Der Bundesgerichtshof (BGH) hat Richter dazu ermahnt, sich mit dem in einer Patientenverfügung geäußerten Willen genau zu befassen (XII ZB 604/15). Denn eine Patientenverfügung ist nur bindend, wenn der Betroffene konkret bestimmte ärztliche Maßnahmen bejaht oder verneint, die noch nicht bevorstanden, als er die Patientenverfügung verfasste.
Vorausgesetzt werden könne aber nur, dass der Betroffene „umschreibend festlegt, was er in einer bestimmten Lebensund Behandlungssituation will und was nicht“. Der Wunsch nach „keinen lebenserhaltenden Maßnahmen“ allein reiche nicht. Er müsse durch Benennung ärztlicher Maßnahmen, ausreichend spezifizierte Krankheiten oder Behandlungssituationen konkretisiert werden, so der BGH (Az. XII ZB 61/16). Nun hat der BGH weiter klargestellt, dass sich diese Konkretisierung auch ergeben kann, wenn zwar ärztliche Maßnahmen wenig detailliert beschrieben sind, die Verfügung dafür aber „ausreichend auf spezifische Krankheiten oder Behandlungssituationen“ Bezug nimmt.
Im vorliegenden Fall haben die Bundesrichter daher eine Entscheidung des Beschwerdegerichts aufgehoben. Konkret geht es um eine Frau, die im Mai 2008 einen Schlaganfall erlitt und sich seit Juni 2008 in einem wachkomatösen Zustand befindet. In einer Patientenverfügung lehnt sie lebensverlängernde Maßnahmen ab, wenn „keine Aussicht auf Wiedererlangung des Bewusstseins“ besteht. Gleichzeitig spricht sie sich aber auch gegen „aktive Sterbehilfe“ aus. Seit 2012 sind ihr Sohn und ihr Ehemann rechtlich als Betreuer eingesetzt. Der Sohn kämpft seither dafür, die künstliche Ernährung und Flüssigkeitszufuhr einzustellen, der Ehemann ist dagegen. Auf Anordnung des BGH muss das Beschwerdegericht nun erneut genau prüfen, ob sich der Patientenverfügung eine wirksame Einwilligung in den Abbruch der Maßnahme entnehmen lässt.

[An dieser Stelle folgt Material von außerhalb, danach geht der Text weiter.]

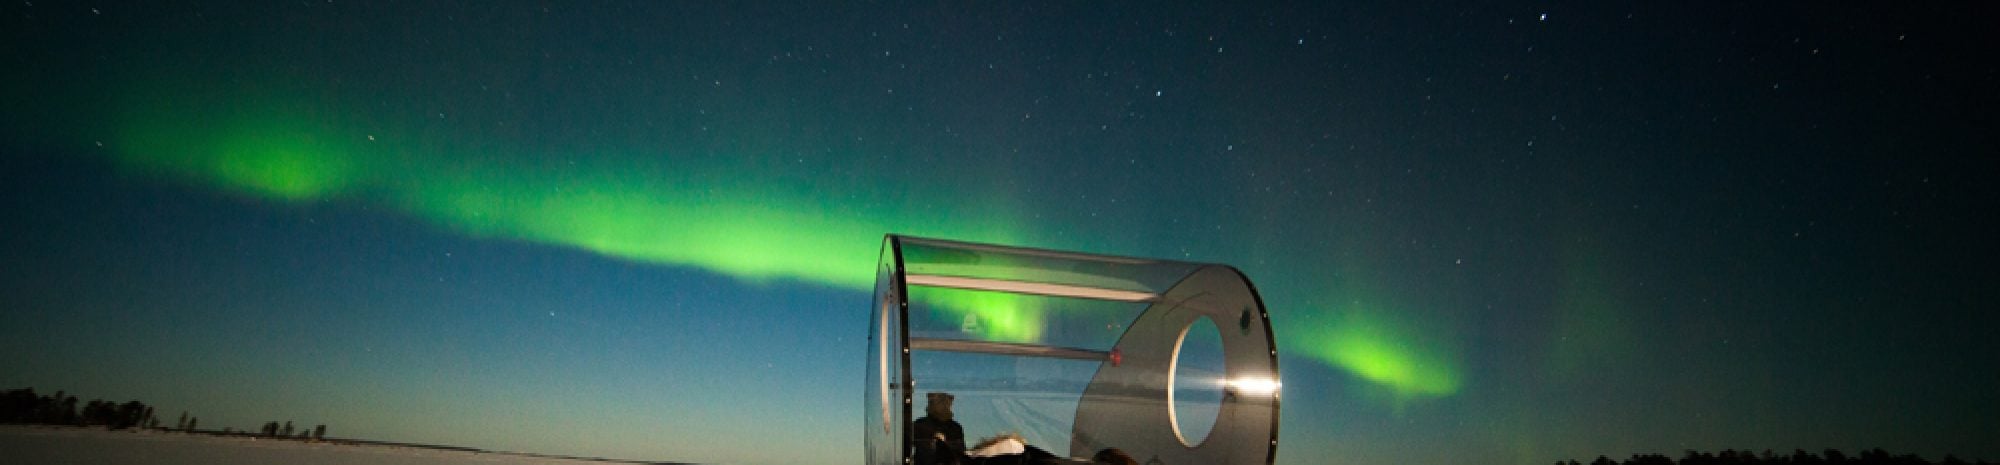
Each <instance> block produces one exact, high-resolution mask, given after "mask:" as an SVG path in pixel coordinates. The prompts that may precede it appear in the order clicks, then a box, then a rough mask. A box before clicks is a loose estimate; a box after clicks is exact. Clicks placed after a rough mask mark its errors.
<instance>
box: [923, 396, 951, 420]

Denn dem BGH zufolge habe die Betroffene ihren Willen zur Behandlungssituation an die Voraussetzung geknüpft, dass keine Aussicht auf Wiedererlangung des Bewusstseins besteht, und zudem nähere Angaben zu ärztlichen Maßnahmen gemacht. Daraus könnte sich ergeben, dass die Betroffene „wirksam in den Abbruch der künstlichen Ernährung eingewilligt“ habe. Das Beschwerdegericht habe aber bisher nicht festgestellt, ob der Gesundheitszustand auf die in der Verfügung beschriebene Behandlungssituation zutrifft. Selbst wenn dies nicht der Fall ist, müssten die Richter noch prüfen, ob ein Abbruch dem mutmaßlichen Willen der Betroffenen entspricht, erläutert der BGH.